Jedes Unternehmen und jedes Krankenhaus sind unterschiedlich – es gibt daher kein Patentrezept. Diese Grundprinzipien und -komponenten bieten jedoch eine erste Orientierung:
● Privilegiertes Zugriffsmanagement (PAM): Konten mit privilegierten Rechten wie Administratorkonten stellen ein besonders hohes Sicherheitsrisiko dar. PAM beruht auf dem Prinzip, möglichst wenig Rechte zu vergeben. Administratoren und Drittparteien werden feingranular nur diejenigen Rechte vergeben, die für die Erfüllung bestimmter Aufgaben notwendig sind.
● Identitätsmanagement: Alle Benutzeridentitäten müssen zentral durch robuste Richtlinien und Benutzerrollen verwaltet und gesichert werden. Rollenbasierte Zugriffskontrollen unterstützen dabei die Durchsetzung von Richtlinien. Es gilt, sinnvolle Rollen zu entwickeln, die Benutzern ihre Arbeit ermöglichen, ohne ihnen gleichzeitig unnötige Befugnisse einzuräumen.
● Single-Sign-On (SSO): Ein nicht unerheblicher Teil von Nutzern notiert Passwörter auf Notizzetteln oder teilt Zugänge mit Kollegen. SSO ermöglicht es Unternehmen, dem entgegenzuwirken, da Nutzer sich nur noch ein Passwort merken müssen und unnötige Passwortabfragen entfallen.
● Multifaktor-Authentifizierung (MFA): Häufig sind kompromittierte Benutzeraccounts ein Einfallstor für Hacker. MFA schiebt dem einen Riegel vor, indem eine zusätzliche Sicherheitsebene eingeführt wird. Diese zweite Ebene kann auf Wissen (z. B. ein PIN), Hardware (z. B. ein Token) oder Biometrie beruhen.
● Zero Trust Policy Engine – das Herzstück von Zero Trust. Die Richtlinien können hier an die Unternehmensbedürfnisse angepasst werden. Jedes Mal, wenn eine digitale Identität, sei es eine Person oder eine Anwendung, auf eine Ressource zuzugreifen möchte, entscheidet die Zero Trust Policy-Engine. Es gilt: Je engmaschiger das Identitätsmanagement ist, desto weniger streng können die Anforderungen an MFA und Kennwörter ausfallen. So steigt die Sicherheit bei gleichzeitig einfachem Zugang.
Aufräumen lohnt sich
Die effektive Verwaltung und Sicherung digitaler Identitäten ist am entscheidendsten für eine gelungene Zero-Trust-Architektur. Anders ausgedrückt: Ohne eine Strategie für das Identitäts- und Zugriffsmanagement (IAM) lohnt sich Zero Trust nicht, da keine Vorteile entstehen.
Es gibt eine Vielzahl von Tools, die Krankenhäuser bei der Implementierung ihrer IAM-Strategie einsetzen können – ohne dass in vielen Fällen die Grundprobleme verschwinden. In den meisten Organisationen ist es üblich, verschiedene Altsysteme parallel zu verwenden. So existiert beispielsweise ein Tool für PAM, ein anderes für MFA, ein drittes für SSO usw. Mit diesem fragmentierten Ansatz nehmen Organisationen ungewollt Risiken in Kauf.
Stattdessen sollten sie vorausschauend versuchen, ihre Tools mit einer einheitlichen Strategie zu konsolidieren, Sicherheitslücken zu beseitigen und letztlich auf einen singulären Kontrollpunkt hinzuwirken.

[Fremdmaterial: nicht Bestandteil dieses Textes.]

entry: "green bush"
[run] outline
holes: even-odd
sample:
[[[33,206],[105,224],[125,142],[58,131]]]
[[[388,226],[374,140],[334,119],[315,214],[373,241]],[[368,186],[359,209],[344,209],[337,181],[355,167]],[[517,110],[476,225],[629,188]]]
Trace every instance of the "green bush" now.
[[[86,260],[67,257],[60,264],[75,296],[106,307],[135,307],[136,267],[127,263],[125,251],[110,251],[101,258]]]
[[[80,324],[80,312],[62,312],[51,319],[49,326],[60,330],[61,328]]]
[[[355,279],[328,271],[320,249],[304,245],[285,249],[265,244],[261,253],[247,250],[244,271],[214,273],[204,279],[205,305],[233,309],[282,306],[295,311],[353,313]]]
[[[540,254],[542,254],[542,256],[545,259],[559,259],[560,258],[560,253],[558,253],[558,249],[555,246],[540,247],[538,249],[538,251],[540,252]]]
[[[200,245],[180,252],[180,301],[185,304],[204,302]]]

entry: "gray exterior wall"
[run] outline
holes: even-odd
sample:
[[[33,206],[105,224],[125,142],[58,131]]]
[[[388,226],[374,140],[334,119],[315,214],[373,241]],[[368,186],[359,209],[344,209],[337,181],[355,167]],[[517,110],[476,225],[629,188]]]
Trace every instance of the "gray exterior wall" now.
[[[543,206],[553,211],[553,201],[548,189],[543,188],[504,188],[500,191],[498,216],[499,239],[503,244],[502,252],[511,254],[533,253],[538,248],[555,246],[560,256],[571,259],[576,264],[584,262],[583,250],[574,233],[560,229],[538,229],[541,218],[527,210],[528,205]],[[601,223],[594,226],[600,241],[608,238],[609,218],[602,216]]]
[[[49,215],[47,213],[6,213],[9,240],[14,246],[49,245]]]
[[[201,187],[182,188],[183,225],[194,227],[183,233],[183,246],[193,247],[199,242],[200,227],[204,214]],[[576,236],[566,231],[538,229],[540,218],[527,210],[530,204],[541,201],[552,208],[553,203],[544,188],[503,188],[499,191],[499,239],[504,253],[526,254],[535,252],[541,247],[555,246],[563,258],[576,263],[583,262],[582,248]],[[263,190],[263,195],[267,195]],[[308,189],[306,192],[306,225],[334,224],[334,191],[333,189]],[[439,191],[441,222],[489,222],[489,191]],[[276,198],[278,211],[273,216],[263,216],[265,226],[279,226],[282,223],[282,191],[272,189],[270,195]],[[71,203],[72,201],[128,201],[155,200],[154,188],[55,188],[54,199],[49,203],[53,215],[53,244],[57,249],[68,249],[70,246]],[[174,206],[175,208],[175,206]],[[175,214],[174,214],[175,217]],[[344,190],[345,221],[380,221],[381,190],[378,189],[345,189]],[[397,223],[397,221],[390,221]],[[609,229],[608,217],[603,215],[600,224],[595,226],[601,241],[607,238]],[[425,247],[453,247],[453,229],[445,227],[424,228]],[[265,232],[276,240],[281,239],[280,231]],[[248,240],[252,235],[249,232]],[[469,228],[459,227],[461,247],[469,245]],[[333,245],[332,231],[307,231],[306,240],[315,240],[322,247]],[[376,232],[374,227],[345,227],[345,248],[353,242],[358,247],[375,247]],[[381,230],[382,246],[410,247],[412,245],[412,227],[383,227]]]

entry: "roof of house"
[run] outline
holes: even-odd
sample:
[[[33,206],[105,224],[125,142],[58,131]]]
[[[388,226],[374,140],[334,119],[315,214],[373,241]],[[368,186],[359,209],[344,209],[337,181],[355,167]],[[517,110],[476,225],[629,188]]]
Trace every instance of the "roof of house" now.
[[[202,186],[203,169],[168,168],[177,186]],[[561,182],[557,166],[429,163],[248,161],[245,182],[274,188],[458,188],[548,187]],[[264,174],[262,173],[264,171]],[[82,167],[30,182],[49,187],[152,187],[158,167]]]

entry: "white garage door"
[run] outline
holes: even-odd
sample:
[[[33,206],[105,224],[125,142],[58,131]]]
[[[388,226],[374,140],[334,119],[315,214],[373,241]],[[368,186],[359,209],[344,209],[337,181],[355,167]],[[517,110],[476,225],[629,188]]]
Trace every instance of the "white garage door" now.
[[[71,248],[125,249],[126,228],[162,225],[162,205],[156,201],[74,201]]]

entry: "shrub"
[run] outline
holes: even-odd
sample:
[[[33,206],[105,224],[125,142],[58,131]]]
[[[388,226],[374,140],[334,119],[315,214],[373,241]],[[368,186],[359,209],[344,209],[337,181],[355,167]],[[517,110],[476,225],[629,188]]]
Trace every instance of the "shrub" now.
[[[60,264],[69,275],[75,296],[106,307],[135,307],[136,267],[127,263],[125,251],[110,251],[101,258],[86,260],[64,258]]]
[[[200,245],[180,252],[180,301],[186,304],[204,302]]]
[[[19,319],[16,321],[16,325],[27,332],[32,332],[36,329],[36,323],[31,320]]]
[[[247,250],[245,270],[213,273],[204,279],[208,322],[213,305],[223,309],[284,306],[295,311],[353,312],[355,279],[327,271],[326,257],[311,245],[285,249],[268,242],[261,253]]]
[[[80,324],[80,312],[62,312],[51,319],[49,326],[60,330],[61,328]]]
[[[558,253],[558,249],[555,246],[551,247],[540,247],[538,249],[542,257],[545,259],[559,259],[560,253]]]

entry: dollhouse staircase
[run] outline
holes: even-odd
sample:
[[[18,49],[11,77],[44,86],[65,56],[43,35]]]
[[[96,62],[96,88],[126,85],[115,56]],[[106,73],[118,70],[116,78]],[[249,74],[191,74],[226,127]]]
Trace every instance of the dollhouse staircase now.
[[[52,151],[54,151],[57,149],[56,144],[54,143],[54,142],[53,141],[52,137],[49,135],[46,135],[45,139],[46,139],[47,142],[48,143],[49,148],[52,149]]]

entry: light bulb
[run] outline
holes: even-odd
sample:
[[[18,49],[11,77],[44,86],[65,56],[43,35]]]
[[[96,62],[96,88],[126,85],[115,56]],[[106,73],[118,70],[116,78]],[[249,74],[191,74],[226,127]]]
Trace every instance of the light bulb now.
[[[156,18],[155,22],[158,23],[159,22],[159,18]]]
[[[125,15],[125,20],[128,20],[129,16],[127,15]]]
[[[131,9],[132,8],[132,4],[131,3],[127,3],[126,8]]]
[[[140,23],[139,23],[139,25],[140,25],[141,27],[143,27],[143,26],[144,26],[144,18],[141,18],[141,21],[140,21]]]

Effektives Identitäts- und Zugriffsmanagement
Als Fazit lässt sich feststellen, dass Unternehmen und auch Krankenhäuser die Herausforderungen im Zusammenhang mit Cybersecurity kaum überschätzen können. Für viele gilt es in erster Linie, herauszufinden, wie sie ihre Systeme, Daten und Nutzer schützen können. Aber sobald sie mit Akut-Maßnahmen fertig sind, kommen sie an der Implementierung von Zero Trust auf der Grundlage von effektivem Identitäts- und Zugriffsmanagement nicht vorbei. Nur so lässt sich Cybersecurity bei steigenden Angriffszahlen und zunehmend fragmentiert werdenden Netzwerken langfristig gewährleisten.